Open Source Dictation: Language Model
A language model defines probable word succession probabilities: For example "now a daze" and "nowadays" are pronounced exactly the same, but because of context we know that "Now a daze I have a smartphone" is far less likely than "Nowadays I have a smartphone". To model such contextual information, speech recognition systems usually use an n-gram that contains information of how likely a specific word is, given the context of the sentence.
When comparing different, existing speech models, the Gigaword language model (with a 64000 words vocabulary) outperformed all other language models. I decided to try to improve upon that model.
Existing Language Models
To see what's what, I again set up a test set. This time, we only want to look at the language model performance with no influence from other components.
This is done by measuring the perplexity of the language model given an input text. The perplexity value basically tells you how "confused" the language model was when seeing the test text. Think about it like this: "The weather today is round" is certainly more confusing than "The weather is good". (for the more mathematically inclined: the perplexity is two to the power of the entropy of the test set). Ideally, word successions that make sense would yield low perplexity and sentences that don't, very high ones. That way, the recognizer is discouraged from outputting hypothesis like "Now a daze I have a smartphone".
Additionally, we'll also be looking at "out of vocabulary" words. Naturally, a language model only contains information about a certain amount of words. Words that are not in the LM can not be recognized. Therefore, one might be tempted to use ever growing vocabulary sizes to mitigate the issue. However, this makes the recognizer not only slower but also more inaccurate: because the language model encodes more transitions, the gap between common and very rare transitions also becomes smaller, increasing perplexity. Moreover, implementation details in CMU SPHINX discourage the use of vocabularies much larger than roughly 64000 words.
Because I didn't need to record this test set, I elected to use a bigger one to get more accurate results. The used test set therefore consists of 880 sentences from 495 chat messages, 169 email fragments, 175 sentences from scientific texts and 30 sentences from various news sources. The extracted sentences were not cleaned of e.g., names or specialized vocabulary. Because we're aiming for dictation, I modified the used corpora to use what's called "verbalized punctuation": punctuation marks are replaced with pseudo-words like ".period" or "(open-parenthesis" that represent what a user should say in the finished system.

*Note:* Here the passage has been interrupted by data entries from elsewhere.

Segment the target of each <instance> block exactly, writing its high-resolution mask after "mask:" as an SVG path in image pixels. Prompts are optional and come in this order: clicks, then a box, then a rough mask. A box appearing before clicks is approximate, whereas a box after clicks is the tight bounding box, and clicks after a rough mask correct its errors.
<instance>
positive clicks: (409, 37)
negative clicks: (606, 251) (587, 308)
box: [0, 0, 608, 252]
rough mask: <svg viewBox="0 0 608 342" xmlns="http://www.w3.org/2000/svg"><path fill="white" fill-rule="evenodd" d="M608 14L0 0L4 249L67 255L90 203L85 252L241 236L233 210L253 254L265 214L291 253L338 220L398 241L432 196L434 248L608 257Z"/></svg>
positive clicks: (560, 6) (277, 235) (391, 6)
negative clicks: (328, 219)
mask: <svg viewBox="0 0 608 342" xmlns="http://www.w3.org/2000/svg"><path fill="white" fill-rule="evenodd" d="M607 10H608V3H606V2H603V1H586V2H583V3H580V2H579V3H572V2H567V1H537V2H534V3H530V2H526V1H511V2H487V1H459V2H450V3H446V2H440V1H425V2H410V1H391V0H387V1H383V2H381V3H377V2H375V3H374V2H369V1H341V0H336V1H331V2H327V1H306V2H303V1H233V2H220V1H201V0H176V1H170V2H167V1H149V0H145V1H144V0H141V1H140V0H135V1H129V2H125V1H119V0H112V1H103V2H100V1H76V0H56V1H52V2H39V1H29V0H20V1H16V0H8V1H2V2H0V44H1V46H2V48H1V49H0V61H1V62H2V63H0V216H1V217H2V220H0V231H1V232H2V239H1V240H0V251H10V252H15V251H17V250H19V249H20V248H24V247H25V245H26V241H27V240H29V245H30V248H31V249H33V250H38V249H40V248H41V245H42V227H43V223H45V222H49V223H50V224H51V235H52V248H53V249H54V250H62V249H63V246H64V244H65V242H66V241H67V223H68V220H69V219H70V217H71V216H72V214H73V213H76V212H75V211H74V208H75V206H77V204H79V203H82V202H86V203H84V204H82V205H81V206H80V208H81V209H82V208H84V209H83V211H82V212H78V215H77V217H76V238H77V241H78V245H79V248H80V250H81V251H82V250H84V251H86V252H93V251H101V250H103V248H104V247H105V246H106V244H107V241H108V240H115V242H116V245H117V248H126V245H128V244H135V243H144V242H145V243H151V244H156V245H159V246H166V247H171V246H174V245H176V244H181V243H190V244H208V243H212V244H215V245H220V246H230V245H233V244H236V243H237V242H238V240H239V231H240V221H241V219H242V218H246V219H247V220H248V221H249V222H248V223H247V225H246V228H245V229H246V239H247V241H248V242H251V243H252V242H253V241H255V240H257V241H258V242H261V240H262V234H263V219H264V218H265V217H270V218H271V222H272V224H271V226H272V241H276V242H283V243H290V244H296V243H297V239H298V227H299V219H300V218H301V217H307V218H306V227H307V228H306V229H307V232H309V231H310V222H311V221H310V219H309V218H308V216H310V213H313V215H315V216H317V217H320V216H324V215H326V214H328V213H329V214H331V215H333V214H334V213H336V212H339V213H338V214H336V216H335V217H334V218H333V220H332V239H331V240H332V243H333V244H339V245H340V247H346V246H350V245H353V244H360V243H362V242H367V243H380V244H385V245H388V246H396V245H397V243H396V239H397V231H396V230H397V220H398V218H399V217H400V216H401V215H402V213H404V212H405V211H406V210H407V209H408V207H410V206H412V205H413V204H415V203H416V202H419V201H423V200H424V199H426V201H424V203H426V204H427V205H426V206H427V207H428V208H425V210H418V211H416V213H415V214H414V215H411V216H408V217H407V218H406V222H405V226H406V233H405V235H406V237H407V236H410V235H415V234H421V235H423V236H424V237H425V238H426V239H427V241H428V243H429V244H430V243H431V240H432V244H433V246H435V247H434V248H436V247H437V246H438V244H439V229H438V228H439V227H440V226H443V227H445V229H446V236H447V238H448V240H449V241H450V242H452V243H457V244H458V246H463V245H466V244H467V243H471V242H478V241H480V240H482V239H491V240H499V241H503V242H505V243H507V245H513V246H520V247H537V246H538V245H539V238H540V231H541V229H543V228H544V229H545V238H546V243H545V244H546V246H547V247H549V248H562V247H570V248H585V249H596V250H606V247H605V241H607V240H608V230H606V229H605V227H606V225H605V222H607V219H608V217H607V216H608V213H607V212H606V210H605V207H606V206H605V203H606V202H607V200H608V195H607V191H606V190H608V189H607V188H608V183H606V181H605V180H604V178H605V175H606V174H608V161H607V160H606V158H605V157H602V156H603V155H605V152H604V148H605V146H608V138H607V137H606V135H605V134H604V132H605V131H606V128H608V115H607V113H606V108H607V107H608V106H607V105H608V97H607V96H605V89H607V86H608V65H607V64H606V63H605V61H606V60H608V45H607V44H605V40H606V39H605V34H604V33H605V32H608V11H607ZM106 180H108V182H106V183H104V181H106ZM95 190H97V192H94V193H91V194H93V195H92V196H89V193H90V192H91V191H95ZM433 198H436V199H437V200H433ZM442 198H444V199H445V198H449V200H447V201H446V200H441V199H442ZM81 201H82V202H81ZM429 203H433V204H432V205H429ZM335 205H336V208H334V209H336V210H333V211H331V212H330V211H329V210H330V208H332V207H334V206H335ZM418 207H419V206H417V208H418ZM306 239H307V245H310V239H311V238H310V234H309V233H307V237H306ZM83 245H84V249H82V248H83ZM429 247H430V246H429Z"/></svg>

To sum up: We are looking for a language model with around 64 thousand words that has the lowest possible perplexity score and the lowest amount of out-of-vocabulary words on our given test set.
So, let's first again compare what's currently out there given our new test set.
|Language model||OOVs [%]||Perplexity|
|HUB 4 (64k)||15.03%||506.9|
From this, we can already see why the Gigaworld corpus performed much better than the other two language models in our earlier test. However, it still has almost 10% out of vocabulary words on our test set. To understand why, we have to look no further than what the corpus is built from: various news wire sources that are about a decade old by now. Given our problem domain for this experiment, this is obviously not ideal.
Can we do better?
Building a language model isn't exceptionally hard, but you need to find an extensive amount of data that should closely resemble what you want the system to recognize later on.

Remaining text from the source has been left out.